Ajouter la protection des actifs stratégiques du pays aux motifs permettant au ministre de l'économie de bloquer des décisions de l'entreprise.
le sous-amendement n° 342 de M. Boulogne à l'amendement n° 40 de M. Jean-Philippe Tanguy à l'article premier de la proposition de loi visant à la nationalisation d'ArcelorMittal France afin de préserver la souveraineté industrielle de la France (première lecture).
Dossier législatif
Nationalisation d'ArcelorMittal France
Vous assistez à un vote sur une proposition de loi qui vise à permettre à l'État français de prendre le contrôle d'ArcelorMittal France, un groupe sidérurgique majeur. Ce secteur produit notamment de l'acier, essentiel pour des industries comme l'automobile, la construction ou la défense. La nationalisation signifie que l'État deviendrait propriétaire de tout ou partie de cette entreprise.
Cette proposition s'inscrit dans un débat plus large sur le rôle de l'État dans la protection des entreprises industrielles jugées stratégiques pour l'économie française. Plus de détails sur le dossier législatif.

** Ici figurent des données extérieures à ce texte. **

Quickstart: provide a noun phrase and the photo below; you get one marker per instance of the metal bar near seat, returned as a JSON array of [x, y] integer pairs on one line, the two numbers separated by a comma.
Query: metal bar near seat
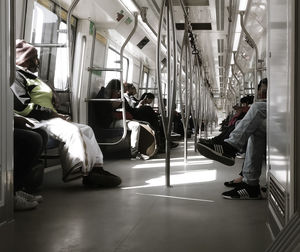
[[253, 44], [167, 114], [237, 79], [239, 67], [69, 51], [49, 45], [92, 68]]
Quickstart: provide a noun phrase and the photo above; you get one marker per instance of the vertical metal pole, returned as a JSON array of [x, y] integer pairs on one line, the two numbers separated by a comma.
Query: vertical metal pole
[[69, 51], [256, 52], [239, 67], [91, 62]]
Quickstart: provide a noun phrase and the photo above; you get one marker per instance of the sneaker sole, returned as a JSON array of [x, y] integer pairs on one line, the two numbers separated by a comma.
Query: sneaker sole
[[211, 154], [243, 198]]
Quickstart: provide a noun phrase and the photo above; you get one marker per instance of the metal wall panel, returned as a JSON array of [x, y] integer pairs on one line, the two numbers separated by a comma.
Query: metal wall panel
[[280, 102]]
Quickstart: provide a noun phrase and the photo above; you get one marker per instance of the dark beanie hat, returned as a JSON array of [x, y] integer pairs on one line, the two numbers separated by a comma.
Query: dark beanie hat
[[25, 53]]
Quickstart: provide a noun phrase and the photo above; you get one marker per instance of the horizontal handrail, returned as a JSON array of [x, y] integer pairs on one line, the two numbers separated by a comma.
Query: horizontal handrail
[[48, 45], [105, 69], [101, 100]]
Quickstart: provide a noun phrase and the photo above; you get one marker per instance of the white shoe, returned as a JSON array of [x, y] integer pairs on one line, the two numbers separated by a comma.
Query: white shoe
[[21, 204], [30, 197]]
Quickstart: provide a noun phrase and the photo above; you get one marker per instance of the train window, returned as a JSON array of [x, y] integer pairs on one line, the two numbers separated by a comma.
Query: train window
[[113, 57], [48, 34]]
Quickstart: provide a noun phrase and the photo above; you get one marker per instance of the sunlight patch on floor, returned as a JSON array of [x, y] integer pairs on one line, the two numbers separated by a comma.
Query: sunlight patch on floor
[[172, 164], [174, 197], [188, 177]]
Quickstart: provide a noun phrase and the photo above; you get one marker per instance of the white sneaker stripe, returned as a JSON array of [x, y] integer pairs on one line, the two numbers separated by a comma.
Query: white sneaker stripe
[[243, 193]]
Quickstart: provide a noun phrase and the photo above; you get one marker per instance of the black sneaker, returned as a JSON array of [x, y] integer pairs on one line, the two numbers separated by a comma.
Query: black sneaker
[[232, 183], [205, 141], [99, 177], [223, 152], [243, 192]]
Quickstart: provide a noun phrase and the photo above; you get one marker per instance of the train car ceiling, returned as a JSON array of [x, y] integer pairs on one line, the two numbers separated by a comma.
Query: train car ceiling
[[216, 28]]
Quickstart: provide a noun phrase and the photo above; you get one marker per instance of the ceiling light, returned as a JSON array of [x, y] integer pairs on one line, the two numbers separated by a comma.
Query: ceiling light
[[236, 41], [243, 5], [129, 5]]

Le sous-amendement n° 342 proposait une modification précise à un amendement déjà déposé. Il visait à intégrer dans la loi une nationalisation complète d'ArcelorMittal France, c'est-à-dire que l'État aurait pu en devenir l'unique propriétaire. Cette mesure aurait permis à l'État de prendre directement les décisions concernant la gestion, les investissements et les emplois de l'entreprise.
Ce sous-amendement a été rejeté par 159 voix contre 59, avec 5 abstentions. Cela signifie que cette mesure n'a pas été retenue et que le texte initial de la proposition de loi reste inchangé pour l'instant.
Cette décision impacte directement les salariés d'ArcelorMittal France, les sous-traitants du secteur sidérurgique, ainsi que les collectivités locales où sont implantés les sites de production. Elle concerne également l'État, qui aurait pu devenir actionnaire majoritaire de l'entreprise en cas d'adoption du sous-amendement.